As somebody who spends his workdays evaluating investment opportunities in emerging/frontier economies, I receive a lot of business pitches involving new technologies. The time I spend listening to these accounts of how things can ultimately work out for the better balances my work in the national security realm contemplating how everything must "inevitably" collapse into conflict. I find the perspective it offers invaluable, because it reveals how often what we call "realism" tends to be hopelessly trapped in centuries past.
Right now the bulk of the pitches I receive focus on alternative energy. No surprise there, but not for the reasons you might assume. High oil prices last year got damn near every pundit jumping on the green tech bandwagon, with Thomas Friedman making the most consistently intelligent arguments for the long-term business opportunities it offered. Now, with oil prices low again, a lot of these former enthusiasts sense a commensurate loss in market opportunity in advanced economies, befitting the boom-and-bust mentality of capitalism.
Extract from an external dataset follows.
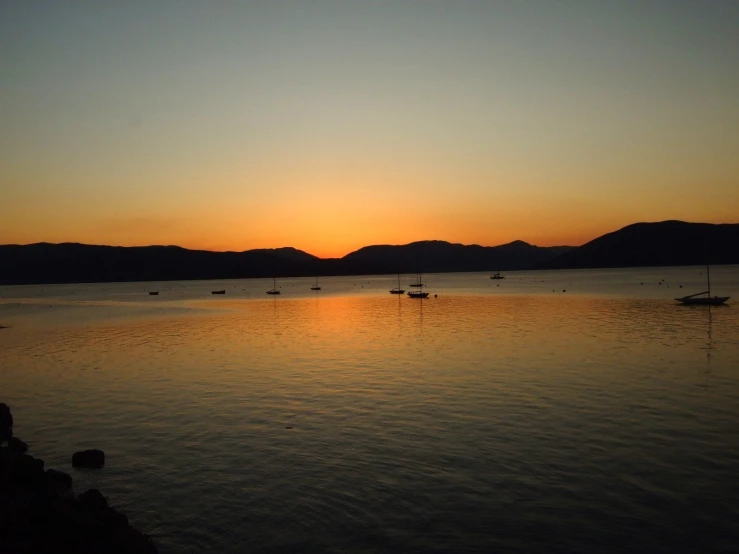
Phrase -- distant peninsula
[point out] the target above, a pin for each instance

True enough, but between the advanced North's troubled finances and the emerging South's rising consumption, the latter is creating the stronger undertow in the global economy today. This rebalancing isn't theoretical -- like the Doha Development Round. It's inevitable. The rise of a global middle class that lies primarily outside the aging West creates substantial long-term investment opportunities in alternative energies. This is in part because of rising mobility requirements (an area where oil dominates), but even more because of exploding electricity demand -- the sine qua non of a middle-class lifestyle.